The village accepted Antoinette as kindly and sensibly as possible. If I took her shopping with me, she never encountered a look that wasn’t good-tempered. She was still happiest in the garden, where we came to spend more and more of our time quite content without other company. Not that she was always at my side: she appeared to have a positive need for periods of solitude—it would seem absurd to say for meditation: but often for an hour at a stretch Antoinette would squat by herself under my artichokes, where soon her regular frequentation scooped out a little nest, like a down-to-earth squirrel’s dray, between the strong protective stems …
3
I often wondered what kind of a life she could have led in New York. None of the beautiful toys left behind for her—and I have never seen prettier: a little lamb woolly in cashmere, a Japanese mousmé exquisite in silk, another doll dressed as a Puritan maid freshly disembarked from the Mayflower—engaged Antoinette’s attention in the least.
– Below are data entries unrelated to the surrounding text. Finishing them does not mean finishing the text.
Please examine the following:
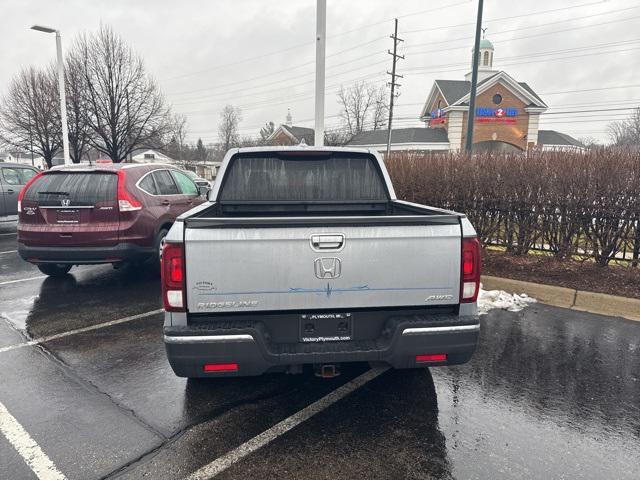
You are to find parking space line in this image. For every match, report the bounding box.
[0,402,66,480]
[182,367,389,480]
[0,308,164,353]
[0,275,47,285]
What she preferred for playthings were much more natural objects, as soon as she learned to find them in the garden, as toads, whether alive or dead.
I have always myself rather patronized toads—at least have never persecuted them. For the ugly beast that bears a precious jewel in its head I have great sympathy—that is, alive and hopping. Antoinette loved them dead as well, or even better, as more tolerant of being carried in a pocket. I so learned to accept this, it was only at the point of absolute decay and stench that I turned Antoinette’s pockets out and put her smock to soak in disinfectant. Of course I always scrubbed her hands before meals.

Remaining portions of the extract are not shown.